Subject: RE: xslt on server-side vs. client-side
From: "Hunsberger, Peter" <Peter.Hunsberger@xxxxxxxxxx>
Date: Fri, 16 Nov 2001 10:42:51 -0600
client vs server software costs
Chris,

If there is use of the XSLT on the client side then you may save some costs,
in some cases.  However, I think I was clear that, in restricting this to
1000 different clients for 1000 total passes, that no reuse was
happening...? 

In that particular case, suppose that we have two units of work:  some HTML
we want to produce on the browser and some XML and XSLT we want to transform
to produce this HTML.  The odds that the XML/XSLT combined in size are
smaller than the HTML are extremely low (at least for the XSLT I've written,
it is a rather verbose language!).  So, there are no traffic savings in the
simple scenario that I've described (if the XSLT is reused on the client
it's a different matter).

Now let's also suppose that the work to process the XML/XSL is equal to the
work to render the HTML (a likely generous assumption): 2 units of work
total.  Then sending the work to 1000 clients results in 2000 units of total
work being done.  If you do the same processing on the server, the XML/XSLT
will already be at least partially cached (on a properly designed server the
efficiency of re-running the transform will be high).
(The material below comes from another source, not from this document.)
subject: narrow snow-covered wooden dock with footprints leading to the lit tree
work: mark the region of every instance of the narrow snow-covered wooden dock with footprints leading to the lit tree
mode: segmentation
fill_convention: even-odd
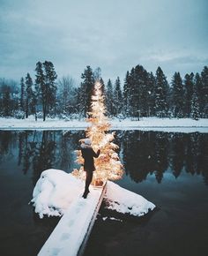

I've seen work loads
drop by orders of magnitude for subsequent passes, but let's say the result
is a 50% reduction in work load (again being generous).  In that case, the
total work done with the processing on the server is 1000+1+499.5 = 1500.5
units of total work (1000 units of client rendering, 1 full pass on the
server and 999 passes at 50% of the original cost).  A more realistic
scenario would see something like 4000 units of work on the client side and
1000+4+399.9 = 1807.8 doing it all on the server).

Don't misunderstand me, I'm a big believer in distributed computing -- I
founded the distributed computing Project for SHARE (now SHARE/GUIDE) some
12 or so years ago.  However, the original assertation that sending an
XML/XSLT transform to the client somehow automatically saves electricity
just doesn't pan out.  

Yes, there are cases where sending a transform to a client make sense.
However, many people seem to use the  MS IE combination to process XML/XSLT
simply because they don't have the ability (knowledge/whatever) to process
it on the server side.  In such a case, it's likely not sound ecological
reasoning that's driving the decision!